Дмитрий Новиков - Голомяное пламя
– Представляешь, медсестра говорила – он всё на море просился в конце. Отвезите, говорил, в последний раз глянуть. Тоже мне, курортник, – отец судорожно и непонятливо хохотнул. Он говорил это матери, но Гриша услышал и почему-то запомнил слова. Только через несколько лет он узнал от отца, что дед перед смертью рассорился со всеми родственниками, с сыновьями. Всё требовал выслушать, кричал, что ничего не понимают, что нужно объяснить. Что море убийц не берет. Что Бог не Мирошка. Еще какой-то бред.
Те же, чувствуя себя уже сильнее, задавленные в предыдущей жизни его властностью и злобой неизвестно на что, отмахивались весело: «Да всё понятно, старый! Нечего объяснять!» Так часто людям не нужна правда. Никакая. Им даже знание не нужно – без него легче.
Дед ярился, впадал в обычное свое бешенство, уже бессильное и слабое. Тогда все уходили от него в обидах. Когда положили его в больницу, навещать никто не пошел. Пусть полежит в одиночестве, помучается. Помягче станет, разговаривать повежливее под старость научится.
Когда приехали за телом, медсестра, сиделка последняя, удивленно посмотрела: «Я думала, он одинокий. Никто к нему не приходил».
Отец Гришин рассказывал это спокойно, но прятал покрасневшие глаза.
2003, п.
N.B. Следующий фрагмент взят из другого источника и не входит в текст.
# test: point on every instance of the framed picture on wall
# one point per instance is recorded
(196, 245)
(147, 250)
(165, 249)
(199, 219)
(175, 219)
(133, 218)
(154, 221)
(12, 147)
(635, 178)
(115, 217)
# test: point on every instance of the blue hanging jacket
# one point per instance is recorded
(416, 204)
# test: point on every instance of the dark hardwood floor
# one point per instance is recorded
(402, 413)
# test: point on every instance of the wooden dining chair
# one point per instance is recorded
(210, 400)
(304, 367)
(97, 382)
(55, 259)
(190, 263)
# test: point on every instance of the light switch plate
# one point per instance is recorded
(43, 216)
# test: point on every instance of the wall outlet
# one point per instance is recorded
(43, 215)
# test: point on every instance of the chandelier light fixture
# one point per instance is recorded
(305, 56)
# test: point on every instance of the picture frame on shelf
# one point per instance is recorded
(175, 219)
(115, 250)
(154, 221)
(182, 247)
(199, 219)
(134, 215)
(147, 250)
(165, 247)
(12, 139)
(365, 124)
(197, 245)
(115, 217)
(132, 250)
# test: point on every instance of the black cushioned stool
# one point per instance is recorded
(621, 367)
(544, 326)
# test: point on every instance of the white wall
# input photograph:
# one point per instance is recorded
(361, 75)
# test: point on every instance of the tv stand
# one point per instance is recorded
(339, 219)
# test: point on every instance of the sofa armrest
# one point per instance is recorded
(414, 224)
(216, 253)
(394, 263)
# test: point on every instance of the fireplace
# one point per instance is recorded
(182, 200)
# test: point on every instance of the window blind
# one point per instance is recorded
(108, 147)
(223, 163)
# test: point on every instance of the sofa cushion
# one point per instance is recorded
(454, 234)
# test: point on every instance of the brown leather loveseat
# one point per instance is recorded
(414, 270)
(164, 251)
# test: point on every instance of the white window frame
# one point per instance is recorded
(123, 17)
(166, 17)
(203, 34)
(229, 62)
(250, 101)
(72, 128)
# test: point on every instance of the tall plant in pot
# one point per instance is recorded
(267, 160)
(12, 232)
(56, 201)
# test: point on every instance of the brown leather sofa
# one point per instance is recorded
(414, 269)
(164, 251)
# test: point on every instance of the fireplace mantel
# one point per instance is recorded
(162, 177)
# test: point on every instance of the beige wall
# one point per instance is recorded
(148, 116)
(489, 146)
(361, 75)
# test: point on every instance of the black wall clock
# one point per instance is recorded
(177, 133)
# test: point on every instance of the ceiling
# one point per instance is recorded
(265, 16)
Пряжа
Гриша не любил ходить на кладбище. И долго собирался. Есть в этом какой-то взрослый, мужской долг – собрать себя и сходить на место, где закопан тот, кто с детства живет в тебе, в твоей душе, живет ярко, зло, непредсказуемо, весело, радостно. Отчаянно живет и торопливо, жадно, несмотря на смерть свою. Он долго собирался, а потом поехал.
Было обычно всё кругом. Привычно глазу и скучно душе. Он ехал по дороге, вдоль которой унылой чередой тянулись болота, сменяемые изредка чахлым мшистым ельником, искривленной, тягостной сутью своей напоминающим здешнюю жизнь. Посреди болот печально высились рослые сухостоины, выбравшие вроде бы свободу пространства, но засушенные на корню недоброй ржавой почвой. Часто нездоровый лес прорезали жестокие вырубки, где безжалостное железо разорвало, смешало с землей пусть нелегкий, но за века устоявшийся лесной порядок. На них всё было буро – покореженные ветви, обрубки стволов, брошенные в жестоком беспорядке огромные вековые пни. Людям не было дела до этого, лес молчал, природа с бесстыжей нежностью выставляла напоказ свои рваные раны, тихо пыталась зализать их молодой несмелой порослью. Гриша ехал, смотрел на всё это, и на душе было зябко. «Неужели всегда так, неужели нет исхода, нет выхода? Нет никакого выплеска душе. Неужели и почему? Почему так покорно, зло, безоглядно и нелепо живем мы? Живем, виня других и во всем оправдывая себя. Живем, ничего не боясь и всего опасаясь. Не веря в горизонт и не замечая земли под ногами. Вот и дедова жизнь…»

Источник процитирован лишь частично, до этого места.